Lukianoff partially blames the alarming rise in anxiety and depression among young people on the habits we're teaching them in school.

"The great untruth of emotional reasoning is the one that sounds the nicest, it sounds the warmest and fuzziest, most romantic, but I learned the hard way through really terrible bouts of depression that sometimes your mind is telling you things that aren't so nice and that you shouldn't be listening to," Lukianoff said.

"In doing the research for it, our argument is essentially we have anxious, depressed, and polarized students and we're wondering how we got there. We're teaching them mental habits of anxious, depressed, and polarized people."

The authors say there are three "great untruths."

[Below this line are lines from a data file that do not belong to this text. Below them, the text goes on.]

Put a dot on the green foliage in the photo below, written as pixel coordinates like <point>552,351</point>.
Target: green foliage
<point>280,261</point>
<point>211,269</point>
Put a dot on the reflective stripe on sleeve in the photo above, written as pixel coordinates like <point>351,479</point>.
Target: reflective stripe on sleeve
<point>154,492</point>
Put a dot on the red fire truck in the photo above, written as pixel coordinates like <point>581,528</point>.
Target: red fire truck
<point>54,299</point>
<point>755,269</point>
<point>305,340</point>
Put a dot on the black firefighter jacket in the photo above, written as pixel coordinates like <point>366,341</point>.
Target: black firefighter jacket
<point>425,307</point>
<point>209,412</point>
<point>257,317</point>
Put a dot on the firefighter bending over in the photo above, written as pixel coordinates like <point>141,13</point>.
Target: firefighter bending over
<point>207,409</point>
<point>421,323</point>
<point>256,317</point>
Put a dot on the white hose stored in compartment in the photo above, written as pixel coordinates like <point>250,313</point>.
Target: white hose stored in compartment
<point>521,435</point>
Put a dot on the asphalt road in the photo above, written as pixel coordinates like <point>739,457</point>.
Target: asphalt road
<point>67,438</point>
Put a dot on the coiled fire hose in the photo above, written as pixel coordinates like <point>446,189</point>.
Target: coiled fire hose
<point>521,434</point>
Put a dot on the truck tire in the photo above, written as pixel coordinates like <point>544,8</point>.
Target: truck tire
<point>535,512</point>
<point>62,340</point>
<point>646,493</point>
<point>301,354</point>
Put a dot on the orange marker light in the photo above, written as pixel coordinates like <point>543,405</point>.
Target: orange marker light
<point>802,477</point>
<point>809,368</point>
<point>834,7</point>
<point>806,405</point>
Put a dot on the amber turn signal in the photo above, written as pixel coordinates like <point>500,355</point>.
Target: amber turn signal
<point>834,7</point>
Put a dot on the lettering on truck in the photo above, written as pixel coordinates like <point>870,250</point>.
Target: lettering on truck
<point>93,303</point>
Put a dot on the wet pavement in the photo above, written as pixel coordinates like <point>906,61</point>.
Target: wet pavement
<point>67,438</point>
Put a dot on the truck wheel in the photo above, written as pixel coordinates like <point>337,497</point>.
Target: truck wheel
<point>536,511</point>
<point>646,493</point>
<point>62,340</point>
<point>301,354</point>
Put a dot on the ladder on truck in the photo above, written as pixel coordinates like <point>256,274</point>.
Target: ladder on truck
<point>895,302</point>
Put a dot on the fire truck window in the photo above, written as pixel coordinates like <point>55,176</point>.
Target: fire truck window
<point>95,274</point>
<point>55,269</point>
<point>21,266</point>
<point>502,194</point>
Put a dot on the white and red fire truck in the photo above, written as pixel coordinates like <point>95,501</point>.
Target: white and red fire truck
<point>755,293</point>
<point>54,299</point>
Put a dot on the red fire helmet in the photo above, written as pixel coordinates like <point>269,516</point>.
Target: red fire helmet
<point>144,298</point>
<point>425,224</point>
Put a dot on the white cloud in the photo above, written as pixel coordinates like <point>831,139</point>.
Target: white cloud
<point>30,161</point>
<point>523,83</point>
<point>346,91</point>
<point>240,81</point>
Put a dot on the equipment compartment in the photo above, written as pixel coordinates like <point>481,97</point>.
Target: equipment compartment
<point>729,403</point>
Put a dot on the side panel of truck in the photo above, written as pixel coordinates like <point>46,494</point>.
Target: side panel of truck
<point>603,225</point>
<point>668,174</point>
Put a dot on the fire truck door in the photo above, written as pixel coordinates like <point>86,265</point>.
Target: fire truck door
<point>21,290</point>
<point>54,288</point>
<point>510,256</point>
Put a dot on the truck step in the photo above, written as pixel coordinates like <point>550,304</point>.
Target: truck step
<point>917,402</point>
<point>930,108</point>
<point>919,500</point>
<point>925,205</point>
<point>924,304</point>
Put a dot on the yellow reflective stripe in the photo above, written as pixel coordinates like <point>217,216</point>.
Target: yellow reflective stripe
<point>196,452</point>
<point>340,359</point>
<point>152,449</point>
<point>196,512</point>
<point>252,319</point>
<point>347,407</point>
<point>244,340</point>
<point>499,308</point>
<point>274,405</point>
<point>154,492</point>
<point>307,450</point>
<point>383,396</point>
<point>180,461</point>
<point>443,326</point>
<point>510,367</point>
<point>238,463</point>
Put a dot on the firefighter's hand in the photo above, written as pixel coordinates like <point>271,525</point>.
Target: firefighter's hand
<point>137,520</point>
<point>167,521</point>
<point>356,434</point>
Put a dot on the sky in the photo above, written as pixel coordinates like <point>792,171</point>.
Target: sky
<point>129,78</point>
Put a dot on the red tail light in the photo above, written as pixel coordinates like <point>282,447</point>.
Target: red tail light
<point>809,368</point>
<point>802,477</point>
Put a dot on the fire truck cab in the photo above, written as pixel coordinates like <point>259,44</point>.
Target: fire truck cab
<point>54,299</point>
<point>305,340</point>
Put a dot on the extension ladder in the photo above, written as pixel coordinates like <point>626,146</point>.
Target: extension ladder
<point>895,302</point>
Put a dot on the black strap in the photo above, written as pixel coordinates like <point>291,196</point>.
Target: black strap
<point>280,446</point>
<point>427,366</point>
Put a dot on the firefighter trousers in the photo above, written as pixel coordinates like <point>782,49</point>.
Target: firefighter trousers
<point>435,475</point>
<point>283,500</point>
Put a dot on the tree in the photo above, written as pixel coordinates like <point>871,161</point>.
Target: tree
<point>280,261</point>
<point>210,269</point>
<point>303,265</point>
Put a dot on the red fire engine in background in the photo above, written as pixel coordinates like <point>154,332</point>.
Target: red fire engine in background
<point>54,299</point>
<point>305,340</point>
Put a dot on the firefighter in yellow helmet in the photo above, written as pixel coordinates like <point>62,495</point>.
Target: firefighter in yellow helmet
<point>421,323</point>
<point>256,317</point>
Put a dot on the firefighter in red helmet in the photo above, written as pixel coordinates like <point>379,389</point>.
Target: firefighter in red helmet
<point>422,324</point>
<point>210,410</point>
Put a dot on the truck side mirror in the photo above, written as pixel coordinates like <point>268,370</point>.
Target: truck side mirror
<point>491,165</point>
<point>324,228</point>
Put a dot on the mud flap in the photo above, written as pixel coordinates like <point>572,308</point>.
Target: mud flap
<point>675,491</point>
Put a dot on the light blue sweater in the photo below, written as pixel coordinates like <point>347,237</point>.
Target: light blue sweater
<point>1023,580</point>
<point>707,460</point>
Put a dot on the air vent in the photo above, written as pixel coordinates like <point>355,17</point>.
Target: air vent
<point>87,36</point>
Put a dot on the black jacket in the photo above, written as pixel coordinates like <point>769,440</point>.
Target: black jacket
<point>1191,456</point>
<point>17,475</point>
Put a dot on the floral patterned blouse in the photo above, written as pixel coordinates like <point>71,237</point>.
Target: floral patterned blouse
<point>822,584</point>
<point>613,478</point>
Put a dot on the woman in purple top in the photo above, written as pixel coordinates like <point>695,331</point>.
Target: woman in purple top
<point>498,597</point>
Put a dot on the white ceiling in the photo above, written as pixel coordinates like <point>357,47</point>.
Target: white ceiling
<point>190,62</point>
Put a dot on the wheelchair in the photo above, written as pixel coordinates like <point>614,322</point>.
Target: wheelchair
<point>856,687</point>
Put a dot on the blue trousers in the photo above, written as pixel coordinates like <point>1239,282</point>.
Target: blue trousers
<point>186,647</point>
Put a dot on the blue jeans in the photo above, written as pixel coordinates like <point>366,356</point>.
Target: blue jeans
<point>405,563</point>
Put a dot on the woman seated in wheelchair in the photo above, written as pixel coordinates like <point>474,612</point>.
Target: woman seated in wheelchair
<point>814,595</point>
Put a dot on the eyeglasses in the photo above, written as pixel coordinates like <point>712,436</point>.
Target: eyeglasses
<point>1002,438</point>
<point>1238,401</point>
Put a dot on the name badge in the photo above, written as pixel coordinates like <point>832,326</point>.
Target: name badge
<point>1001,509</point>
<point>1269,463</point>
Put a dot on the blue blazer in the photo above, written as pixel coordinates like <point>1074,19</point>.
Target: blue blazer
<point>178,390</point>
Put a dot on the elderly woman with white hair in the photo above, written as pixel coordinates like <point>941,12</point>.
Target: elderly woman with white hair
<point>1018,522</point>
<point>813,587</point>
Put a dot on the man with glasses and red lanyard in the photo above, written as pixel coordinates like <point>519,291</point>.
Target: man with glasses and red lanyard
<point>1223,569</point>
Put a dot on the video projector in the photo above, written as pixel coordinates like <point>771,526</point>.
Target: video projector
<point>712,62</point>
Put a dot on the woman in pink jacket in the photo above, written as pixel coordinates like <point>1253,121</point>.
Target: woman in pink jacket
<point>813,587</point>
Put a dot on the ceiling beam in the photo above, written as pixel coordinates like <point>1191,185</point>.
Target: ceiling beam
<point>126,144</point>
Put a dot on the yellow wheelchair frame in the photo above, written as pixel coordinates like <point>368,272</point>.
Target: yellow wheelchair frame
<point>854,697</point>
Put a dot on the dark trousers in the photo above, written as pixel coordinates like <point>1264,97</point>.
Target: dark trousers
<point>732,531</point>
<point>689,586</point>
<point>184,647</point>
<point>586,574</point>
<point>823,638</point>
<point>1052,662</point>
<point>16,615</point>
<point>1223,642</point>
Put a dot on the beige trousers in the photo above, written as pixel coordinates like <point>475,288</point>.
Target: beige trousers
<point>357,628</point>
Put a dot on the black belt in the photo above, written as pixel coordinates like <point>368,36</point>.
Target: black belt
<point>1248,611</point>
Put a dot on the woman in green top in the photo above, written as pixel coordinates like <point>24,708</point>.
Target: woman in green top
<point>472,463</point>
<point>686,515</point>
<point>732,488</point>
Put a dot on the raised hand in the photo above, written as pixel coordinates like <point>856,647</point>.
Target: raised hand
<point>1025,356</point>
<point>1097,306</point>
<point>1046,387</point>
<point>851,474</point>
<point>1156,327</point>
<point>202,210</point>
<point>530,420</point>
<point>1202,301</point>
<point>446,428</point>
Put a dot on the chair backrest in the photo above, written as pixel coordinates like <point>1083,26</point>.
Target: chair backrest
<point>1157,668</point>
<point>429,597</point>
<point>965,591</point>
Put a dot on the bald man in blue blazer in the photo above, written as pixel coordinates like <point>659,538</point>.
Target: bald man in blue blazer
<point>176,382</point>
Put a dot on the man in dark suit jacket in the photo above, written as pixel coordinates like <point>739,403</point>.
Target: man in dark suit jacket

1.       The untruth of fragility: What doesn't kill you makes you weaker

2.       The untruth of emotional reasoning: Always trust your feelings

3.       The untruth of us versus them: Life is a battle between good people and evil people

Haidt, who also wrote "The Happiness Hypothesis: Finding Modern Truth in Ancient Wisdom," said that one of the greatest shared ideas from every culture is that good and evil are merely a construct, a product of our minds. This backs up the third great untruth that life is a battle between good and evil.

"As students are coming into a new situation, should they interpret everything as dangerous, threatening, and aggressive or should they interpret it as a cornucopia full of opportunities? There are going to be little bumps along the way, there's going to be unpleasantness. Should they interpret those as attacks or as faux pas or errors? So how students learn how to frame things will greatly affect whether they thrive or whether they retreat into a shell, in a defensive crouch in college," Haidt said.

Public backlash over the New Yorker's decision to include Steve Bannon at one of its annual events led the magazine to rescind its invitation to the former White House strategist.

Facing similar criticism, the Economist did not back down and decided to allow Bannon to appear at a conference the magazine is holding later this month. Asked to address the controversy, Lukianoff demurred, citing the difference between educational institutions and magazines.

"Our context is campus. Campuses are completely different institutions than magazines and when a campus makes a decision that you're no longer invited to this campus because we don't like your ideas, that's antithetical to the whole idea of what a university is supposed to be," Lukianoff said.